Kolejna rola tego samego aktora
Powtarzalność zauważalna jest także w doborze serialowej obsady. Powstała już nawet grupa etatowych aktorów TVN, którzy występują niemal wyłącznie w produkcjach tej stacji. Dzięki "BrzudUli" i "Prosto w serce" rozwinęły się kariery Małgorzaty Sochy, Jacka Braciaka i przede wszystkim Filipa Bobka. Mimo że grani przez aktora bohaterowie, nie wyróżniali się zbytnio na tle pozostałych postaci, to i tak gwiazdorowi udało się zaistnieć w świadomości widzów. Jednak nawet najprzystojniejszy serialowy amant może się w końcu opatrzyć. Bobek był już szefem dwóch wielkich firm. Czyżby do trzech razy sztuka?

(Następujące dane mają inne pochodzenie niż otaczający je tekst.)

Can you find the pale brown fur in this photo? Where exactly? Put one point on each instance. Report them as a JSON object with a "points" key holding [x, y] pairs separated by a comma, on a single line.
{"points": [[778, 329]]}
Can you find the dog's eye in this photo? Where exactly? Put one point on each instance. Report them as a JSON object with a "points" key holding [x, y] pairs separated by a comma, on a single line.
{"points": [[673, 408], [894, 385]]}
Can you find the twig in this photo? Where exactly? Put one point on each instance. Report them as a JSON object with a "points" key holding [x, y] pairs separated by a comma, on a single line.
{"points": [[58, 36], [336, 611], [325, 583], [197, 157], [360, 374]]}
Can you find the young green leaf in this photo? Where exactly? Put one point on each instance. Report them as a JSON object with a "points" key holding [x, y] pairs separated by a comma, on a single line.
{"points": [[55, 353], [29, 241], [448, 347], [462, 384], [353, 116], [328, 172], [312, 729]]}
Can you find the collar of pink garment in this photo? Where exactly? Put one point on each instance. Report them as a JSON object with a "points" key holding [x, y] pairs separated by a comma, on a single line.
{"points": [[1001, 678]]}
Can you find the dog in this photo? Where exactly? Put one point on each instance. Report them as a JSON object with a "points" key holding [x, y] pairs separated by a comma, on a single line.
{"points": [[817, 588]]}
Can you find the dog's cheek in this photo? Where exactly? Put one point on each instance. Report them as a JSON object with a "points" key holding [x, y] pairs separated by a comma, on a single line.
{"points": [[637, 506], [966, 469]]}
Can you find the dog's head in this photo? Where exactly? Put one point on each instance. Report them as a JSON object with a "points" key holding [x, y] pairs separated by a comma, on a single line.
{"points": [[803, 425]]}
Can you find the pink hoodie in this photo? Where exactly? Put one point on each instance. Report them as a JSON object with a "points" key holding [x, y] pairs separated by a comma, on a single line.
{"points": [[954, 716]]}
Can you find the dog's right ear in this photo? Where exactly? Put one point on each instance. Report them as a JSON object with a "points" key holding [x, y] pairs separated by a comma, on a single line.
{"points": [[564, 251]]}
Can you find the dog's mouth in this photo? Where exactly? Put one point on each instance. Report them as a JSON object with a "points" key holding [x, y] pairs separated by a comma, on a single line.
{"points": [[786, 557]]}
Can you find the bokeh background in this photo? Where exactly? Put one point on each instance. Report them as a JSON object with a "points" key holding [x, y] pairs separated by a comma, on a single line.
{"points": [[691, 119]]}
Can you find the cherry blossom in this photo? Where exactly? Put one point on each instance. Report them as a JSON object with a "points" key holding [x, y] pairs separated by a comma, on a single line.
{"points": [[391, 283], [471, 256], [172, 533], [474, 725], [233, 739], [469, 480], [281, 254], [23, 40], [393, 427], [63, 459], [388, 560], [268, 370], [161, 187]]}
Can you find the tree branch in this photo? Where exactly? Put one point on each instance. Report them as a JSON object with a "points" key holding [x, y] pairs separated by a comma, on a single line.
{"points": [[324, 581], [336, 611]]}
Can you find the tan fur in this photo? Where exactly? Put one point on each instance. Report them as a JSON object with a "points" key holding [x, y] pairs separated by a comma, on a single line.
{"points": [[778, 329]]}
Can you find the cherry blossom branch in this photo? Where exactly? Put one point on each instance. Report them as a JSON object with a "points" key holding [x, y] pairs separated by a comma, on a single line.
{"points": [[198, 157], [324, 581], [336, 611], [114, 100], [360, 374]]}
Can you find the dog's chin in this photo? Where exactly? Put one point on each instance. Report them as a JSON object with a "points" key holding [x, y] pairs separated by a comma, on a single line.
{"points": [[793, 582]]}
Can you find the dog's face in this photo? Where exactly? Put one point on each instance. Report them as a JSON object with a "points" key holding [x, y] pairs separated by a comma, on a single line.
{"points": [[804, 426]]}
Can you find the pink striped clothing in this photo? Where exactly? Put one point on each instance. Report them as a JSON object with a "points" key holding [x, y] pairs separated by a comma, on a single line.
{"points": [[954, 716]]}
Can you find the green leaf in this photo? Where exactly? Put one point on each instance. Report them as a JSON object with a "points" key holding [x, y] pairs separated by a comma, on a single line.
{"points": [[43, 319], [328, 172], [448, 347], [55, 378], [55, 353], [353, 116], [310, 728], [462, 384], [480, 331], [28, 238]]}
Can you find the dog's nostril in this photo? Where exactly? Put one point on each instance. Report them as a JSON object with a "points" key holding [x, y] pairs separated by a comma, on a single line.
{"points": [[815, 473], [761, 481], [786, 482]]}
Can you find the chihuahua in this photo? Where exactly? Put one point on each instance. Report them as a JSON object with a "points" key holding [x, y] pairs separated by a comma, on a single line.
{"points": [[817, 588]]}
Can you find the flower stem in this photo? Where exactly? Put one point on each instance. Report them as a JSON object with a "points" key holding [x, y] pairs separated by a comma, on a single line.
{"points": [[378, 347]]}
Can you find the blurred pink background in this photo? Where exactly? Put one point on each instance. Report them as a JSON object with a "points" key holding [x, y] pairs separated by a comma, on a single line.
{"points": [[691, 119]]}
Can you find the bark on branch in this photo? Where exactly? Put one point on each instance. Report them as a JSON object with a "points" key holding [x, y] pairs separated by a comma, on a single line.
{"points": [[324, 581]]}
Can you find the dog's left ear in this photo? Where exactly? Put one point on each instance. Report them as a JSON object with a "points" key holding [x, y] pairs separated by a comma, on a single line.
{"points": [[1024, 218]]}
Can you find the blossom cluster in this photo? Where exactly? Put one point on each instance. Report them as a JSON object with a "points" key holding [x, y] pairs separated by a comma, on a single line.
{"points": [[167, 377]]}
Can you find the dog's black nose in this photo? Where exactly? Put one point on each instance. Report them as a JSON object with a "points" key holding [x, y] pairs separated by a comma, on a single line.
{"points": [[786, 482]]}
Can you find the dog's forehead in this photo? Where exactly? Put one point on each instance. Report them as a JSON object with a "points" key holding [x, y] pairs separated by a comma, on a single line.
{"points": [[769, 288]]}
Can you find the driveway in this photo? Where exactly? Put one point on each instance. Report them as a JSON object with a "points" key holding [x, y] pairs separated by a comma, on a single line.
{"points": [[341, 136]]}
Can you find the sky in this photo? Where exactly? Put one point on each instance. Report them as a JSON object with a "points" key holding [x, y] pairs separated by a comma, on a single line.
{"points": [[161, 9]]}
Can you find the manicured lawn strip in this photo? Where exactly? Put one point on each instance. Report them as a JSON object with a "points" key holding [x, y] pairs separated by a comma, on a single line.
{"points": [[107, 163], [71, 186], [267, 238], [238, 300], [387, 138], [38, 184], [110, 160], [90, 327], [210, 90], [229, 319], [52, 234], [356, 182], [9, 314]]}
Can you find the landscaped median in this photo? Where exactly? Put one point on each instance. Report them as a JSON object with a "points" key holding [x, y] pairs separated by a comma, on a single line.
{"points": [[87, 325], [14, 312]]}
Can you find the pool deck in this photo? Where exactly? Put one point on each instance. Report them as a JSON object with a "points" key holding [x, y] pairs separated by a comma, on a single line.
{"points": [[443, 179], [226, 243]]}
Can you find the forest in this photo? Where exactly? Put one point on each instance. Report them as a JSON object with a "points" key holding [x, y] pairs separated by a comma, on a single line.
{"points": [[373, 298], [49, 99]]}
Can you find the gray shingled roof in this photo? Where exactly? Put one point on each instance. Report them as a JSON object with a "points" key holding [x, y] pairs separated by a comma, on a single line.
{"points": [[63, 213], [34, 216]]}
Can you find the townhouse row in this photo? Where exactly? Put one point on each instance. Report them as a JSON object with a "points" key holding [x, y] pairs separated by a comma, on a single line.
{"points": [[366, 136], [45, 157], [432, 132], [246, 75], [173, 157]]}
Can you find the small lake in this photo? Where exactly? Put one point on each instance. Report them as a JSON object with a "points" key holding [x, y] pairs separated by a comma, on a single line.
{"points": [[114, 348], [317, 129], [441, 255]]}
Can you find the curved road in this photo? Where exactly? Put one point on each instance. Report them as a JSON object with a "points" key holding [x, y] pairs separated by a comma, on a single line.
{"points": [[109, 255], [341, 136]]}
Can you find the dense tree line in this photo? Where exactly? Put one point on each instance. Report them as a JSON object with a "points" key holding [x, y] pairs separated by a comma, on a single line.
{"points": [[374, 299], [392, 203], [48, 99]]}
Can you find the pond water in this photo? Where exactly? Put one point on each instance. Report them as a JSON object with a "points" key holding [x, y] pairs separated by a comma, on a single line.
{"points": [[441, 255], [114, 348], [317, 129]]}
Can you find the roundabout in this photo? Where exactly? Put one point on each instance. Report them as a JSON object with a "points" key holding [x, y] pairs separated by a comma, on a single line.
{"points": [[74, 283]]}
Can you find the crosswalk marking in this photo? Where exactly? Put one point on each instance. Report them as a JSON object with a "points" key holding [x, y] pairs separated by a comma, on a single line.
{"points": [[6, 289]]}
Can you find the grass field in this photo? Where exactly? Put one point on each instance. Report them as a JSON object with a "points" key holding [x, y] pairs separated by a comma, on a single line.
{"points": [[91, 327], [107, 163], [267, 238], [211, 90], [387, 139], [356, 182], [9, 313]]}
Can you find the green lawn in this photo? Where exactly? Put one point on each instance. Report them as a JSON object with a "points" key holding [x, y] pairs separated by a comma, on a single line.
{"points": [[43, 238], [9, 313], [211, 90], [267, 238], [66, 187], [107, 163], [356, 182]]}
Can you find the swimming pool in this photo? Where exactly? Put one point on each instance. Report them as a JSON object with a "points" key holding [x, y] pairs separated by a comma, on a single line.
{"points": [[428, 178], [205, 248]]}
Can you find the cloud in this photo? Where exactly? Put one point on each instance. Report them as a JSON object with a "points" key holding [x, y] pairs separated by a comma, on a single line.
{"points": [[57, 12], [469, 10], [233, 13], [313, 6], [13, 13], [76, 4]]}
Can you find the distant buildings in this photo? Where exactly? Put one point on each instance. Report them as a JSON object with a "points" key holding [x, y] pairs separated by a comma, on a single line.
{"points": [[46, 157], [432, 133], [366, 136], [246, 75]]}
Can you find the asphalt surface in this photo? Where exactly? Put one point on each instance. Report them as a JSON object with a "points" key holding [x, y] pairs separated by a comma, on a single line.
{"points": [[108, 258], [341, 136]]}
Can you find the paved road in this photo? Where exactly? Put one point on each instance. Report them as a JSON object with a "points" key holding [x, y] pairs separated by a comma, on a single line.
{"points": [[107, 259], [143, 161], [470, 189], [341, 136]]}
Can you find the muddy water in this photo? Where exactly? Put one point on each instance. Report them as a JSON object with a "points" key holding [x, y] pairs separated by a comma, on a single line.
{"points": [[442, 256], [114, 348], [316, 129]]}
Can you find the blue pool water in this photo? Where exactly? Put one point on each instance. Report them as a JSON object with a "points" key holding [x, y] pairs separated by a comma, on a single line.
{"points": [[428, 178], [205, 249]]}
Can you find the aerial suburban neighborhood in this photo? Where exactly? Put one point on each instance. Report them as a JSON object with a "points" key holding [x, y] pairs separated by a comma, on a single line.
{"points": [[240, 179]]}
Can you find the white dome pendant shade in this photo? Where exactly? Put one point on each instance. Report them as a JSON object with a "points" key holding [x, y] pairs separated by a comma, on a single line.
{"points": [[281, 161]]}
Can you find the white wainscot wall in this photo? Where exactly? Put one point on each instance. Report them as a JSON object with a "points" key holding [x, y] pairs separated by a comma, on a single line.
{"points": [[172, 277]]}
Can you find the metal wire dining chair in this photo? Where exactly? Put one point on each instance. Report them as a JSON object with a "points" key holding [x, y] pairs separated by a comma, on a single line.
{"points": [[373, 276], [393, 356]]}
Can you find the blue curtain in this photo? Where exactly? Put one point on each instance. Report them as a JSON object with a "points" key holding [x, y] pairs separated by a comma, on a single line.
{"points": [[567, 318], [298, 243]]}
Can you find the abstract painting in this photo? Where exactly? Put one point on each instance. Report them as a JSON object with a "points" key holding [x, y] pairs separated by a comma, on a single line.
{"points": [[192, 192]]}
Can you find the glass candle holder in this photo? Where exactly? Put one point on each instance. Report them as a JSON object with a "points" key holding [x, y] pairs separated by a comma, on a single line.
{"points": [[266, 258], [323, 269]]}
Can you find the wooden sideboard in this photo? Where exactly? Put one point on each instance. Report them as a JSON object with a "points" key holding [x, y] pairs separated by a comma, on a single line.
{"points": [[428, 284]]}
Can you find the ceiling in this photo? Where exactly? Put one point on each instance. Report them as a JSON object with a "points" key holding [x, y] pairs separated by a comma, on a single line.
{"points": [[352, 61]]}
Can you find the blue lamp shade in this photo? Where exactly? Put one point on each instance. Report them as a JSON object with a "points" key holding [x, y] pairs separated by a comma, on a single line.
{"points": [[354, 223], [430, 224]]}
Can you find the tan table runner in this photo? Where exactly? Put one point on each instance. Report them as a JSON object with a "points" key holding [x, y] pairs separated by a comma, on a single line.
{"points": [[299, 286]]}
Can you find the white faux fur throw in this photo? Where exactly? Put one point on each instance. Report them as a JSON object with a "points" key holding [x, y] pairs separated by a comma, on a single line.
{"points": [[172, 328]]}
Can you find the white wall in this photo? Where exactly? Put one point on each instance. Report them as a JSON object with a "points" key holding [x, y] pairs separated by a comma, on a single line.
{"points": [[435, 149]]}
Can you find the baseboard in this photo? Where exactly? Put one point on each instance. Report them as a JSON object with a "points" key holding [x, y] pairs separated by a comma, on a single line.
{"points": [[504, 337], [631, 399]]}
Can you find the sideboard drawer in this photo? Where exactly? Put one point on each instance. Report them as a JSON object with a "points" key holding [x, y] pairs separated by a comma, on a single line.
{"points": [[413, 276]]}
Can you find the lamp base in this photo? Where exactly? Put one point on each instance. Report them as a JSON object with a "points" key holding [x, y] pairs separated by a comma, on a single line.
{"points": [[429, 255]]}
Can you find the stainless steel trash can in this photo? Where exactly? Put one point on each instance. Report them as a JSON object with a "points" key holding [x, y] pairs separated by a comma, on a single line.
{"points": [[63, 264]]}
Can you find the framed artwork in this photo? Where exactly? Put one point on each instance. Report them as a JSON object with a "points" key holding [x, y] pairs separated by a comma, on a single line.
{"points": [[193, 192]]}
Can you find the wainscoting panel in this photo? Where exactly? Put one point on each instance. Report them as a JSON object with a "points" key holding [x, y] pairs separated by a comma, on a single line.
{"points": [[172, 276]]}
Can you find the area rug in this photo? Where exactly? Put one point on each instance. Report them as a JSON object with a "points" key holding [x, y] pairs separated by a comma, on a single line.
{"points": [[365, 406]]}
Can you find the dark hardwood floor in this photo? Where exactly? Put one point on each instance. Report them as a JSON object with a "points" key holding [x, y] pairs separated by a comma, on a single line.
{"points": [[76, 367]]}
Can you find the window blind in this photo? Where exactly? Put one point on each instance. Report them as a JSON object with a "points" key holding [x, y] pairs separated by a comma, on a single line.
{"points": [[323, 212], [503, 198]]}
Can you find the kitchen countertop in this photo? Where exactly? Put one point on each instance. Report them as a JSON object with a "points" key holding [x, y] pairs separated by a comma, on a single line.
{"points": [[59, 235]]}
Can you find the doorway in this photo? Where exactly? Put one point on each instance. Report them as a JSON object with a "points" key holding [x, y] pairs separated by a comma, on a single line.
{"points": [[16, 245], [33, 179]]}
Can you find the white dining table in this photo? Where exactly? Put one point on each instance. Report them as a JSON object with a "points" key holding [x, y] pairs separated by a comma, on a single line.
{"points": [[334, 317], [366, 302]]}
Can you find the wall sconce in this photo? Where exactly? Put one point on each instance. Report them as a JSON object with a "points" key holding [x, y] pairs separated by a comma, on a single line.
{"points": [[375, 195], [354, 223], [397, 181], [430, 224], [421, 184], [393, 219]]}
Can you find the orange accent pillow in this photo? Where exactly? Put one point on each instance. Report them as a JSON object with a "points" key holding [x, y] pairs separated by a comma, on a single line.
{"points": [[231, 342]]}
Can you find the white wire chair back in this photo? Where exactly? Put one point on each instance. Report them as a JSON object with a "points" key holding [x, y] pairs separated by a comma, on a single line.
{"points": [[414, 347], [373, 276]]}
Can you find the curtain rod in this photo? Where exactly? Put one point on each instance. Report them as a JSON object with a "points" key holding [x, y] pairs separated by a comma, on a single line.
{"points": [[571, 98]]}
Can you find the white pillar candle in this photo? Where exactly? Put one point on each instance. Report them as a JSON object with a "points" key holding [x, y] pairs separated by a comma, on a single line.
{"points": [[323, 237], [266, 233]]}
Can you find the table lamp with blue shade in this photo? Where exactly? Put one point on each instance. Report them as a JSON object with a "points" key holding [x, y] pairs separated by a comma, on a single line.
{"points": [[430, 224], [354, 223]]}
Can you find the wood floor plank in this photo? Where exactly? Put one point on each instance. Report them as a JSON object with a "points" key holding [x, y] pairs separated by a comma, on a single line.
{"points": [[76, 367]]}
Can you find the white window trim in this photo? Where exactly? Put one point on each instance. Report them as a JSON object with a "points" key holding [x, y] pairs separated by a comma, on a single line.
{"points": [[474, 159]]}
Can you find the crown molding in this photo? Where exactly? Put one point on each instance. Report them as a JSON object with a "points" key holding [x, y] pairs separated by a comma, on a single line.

W przypadku Sochy oraz Braciaka możemy mówić o charakterystycznych, a zarazem zapamiętywalnych kreacjach. Violetta Kubasińska i szalony projektant Pshemko stali się wręcz postaciami kultowymi. Na ich tle blado wypadają gwiazdy obu krakowskich produkcji TVN - Ewa Kaim, Tadeusz Huk i Michał Lewandowski. Ich role sprowadzają się do grania niemal tych samych postaci. Takie szufladkowanie nie jest dobre ani dla serialu, ani samych aktorów.